In the apartheid era, South Africa’s blacks were mostly Christian and animist. Very, very few were Muslim. Back then, there was no expressed backing for, or interest in, the PLO or any other anti-Israel terror group. Except for a radical fringe group, they never called for the Whites to be driven into the sea. Israel’s Arabs are 94 percent Muslim and most, including their Knesset members, support the Palestinian national cause, whose avowed goal is to turn Israel into an Islamic country called Palestine – “from the River to the Sea.”
This won’t happen, thank God, but if it did, we can be sure there would be no South African-style “Truth and Reconciliation Commission” here, just Shari’a show trials, pogroms and massacres.
I could go on about just how miserable daily life would be for Israel’s Arabs if this country was run by an apartheid regime. The diametrically-opposite truth is that the Arab citizens of the Jewish state enjoy an incalculably higher standard of living and quality of life than do any of their fellow Arabs in their 22 Arab states.
To suggest that Arabs in Israel live lives in any way comparable to the miserable existence endured by black South Africans is to do a terrible injustice both to Israel and to the victims of the state which coined, legislated and practised actual apartheid.
This is a libel that must be exposed for the malicious fallacy that it is.
A greater apartheid is probably the prejudice the world has towards God and His people. The world has suffered many defeats from God’s people who are in messiah, and still does today. The world’s immorality, corruption and injustice are constantly successfully challenged.
Israel is seen as a weak link. They are God’s people but they don’t know how to access messiah as others do. The world knows it’s outside the kingdom of God because it wants to be out.

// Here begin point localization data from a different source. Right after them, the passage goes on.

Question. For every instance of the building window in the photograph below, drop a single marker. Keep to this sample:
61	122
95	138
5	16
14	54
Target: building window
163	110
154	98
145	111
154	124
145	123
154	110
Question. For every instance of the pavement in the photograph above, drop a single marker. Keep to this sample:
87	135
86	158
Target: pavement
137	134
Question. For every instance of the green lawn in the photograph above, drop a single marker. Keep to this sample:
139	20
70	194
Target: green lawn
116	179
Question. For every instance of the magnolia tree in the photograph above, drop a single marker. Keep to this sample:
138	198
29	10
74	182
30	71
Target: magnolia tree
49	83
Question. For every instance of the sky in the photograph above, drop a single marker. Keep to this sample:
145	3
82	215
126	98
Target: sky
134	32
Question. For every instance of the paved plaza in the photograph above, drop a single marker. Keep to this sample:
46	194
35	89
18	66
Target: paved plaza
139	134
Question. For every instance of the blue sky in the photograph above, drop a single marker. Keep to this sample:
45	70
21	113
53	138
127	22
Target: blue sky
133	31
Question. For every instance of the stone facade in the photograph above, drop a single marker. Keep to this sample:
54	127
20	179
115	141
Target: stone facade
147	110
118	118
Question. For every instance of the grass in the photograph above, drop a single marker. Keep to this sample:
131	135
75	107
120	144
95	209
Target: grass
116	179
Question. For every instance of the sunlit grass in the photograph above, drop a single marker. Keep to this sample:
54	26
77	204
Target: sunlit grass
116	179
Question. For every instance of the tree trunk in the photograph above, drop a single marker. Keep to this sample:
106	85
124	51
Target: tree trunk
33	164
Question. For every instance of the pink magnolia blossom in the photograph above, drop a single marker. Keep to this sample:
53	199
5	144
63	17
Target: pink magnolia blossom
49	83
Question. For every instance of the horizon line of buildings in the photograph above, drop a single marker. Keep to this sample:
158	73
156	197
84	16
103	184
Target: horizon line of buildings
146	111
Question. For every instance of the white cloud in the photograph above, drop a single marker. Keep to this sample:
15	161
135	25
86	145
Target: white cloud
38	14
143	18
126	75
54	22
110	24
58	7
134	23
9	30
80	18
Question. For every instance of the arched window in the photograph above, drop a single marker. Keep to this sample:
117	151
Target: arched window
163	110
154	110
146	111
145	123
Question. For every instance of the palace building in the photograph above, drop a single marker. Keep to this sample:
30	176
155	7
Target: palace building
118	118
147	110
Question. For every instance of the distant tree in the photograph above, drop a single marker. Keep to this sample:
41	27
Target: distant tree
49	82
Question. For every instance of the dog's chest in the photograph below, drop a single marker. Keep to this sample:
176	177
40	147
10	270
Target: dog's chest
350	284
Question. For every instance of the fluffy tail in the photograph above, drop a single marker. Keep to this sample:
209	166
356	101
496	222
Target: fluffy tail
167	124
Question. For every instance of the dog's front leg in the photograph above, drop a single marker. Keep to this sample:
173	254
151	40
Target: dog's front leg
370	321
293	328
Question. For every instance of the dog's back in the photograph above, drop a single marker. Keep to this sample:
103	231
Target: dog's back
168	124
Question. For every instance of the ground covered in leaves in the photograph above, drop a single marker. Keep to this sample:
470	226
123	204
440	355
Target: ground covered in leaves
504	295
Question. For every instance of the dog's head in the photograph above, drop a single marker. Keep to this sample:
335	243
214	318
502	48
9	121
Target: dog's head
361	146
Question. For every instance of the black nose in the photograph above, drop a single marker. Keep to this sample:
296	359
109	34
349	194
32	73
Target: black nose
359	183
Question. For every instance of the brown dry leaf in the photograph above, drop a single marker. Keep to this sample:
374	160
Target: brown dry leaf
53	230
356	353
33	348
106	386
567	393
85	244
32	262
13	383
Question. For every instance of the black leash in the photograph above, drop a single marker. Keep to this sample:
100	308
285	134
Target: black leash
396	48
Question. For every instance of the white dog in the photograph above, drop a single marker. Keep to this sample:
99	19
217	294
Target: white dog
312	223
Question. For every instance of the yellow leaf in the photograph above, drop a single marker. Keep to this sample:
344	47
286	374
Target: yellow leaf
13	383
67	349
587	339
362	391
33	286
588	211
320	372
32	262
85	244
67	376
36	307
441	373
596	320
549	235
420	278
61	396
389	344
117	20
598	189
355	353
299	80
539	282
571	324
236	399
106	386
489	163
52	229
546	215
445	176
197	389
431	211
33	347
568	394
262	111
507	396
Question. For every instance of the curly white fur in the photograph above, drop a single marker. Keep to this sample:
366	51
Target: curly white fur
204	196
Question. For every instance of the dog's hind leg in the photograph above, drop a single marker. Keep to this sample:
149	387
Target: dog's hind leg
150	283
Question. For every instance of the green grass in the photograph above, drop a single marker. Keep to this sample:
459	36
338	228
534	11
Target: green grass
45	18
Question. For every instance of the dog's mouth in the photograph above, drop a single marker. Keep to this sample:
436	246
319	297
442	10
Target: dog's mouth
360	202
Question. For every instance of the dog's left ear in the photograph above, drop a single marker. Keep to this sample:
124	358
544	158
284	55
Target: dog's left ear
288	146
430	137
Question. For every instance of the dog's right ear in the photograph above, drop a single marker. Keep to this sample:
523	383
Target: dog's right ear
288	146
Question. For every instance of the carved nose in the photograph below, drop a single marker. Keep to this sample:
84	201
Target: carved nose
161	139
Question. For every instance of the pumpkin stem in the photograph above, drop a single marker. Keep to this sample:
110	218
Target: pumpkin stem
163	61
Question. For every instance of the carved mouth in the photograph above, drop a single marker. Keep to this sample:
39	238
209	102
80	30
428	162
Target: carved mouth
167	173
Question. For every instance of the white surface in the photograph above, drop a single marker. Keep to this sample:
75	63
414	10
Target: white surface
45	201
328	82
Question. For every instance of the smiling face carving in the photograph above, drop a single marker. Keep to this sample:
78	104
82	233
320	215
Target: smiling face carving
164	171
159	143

It knows its citizens will not enjoy the favoured blessings of God’s people so it accuses God’s people of apartheid, the deliberate separation of them.
Israel cannot share the gospel with them to show them how to become God’s people, so they must remain outside. They don’t like that but inclusion would mean repentance. Their current affiliations to various ideologies and religions would have to be severed. One day Israel will know Messiah and will call all nations to the house of prayer (Is 56:7; Matt 21:13), but in the meantime it has to put up with the world realising it is separated from being part of God’s people.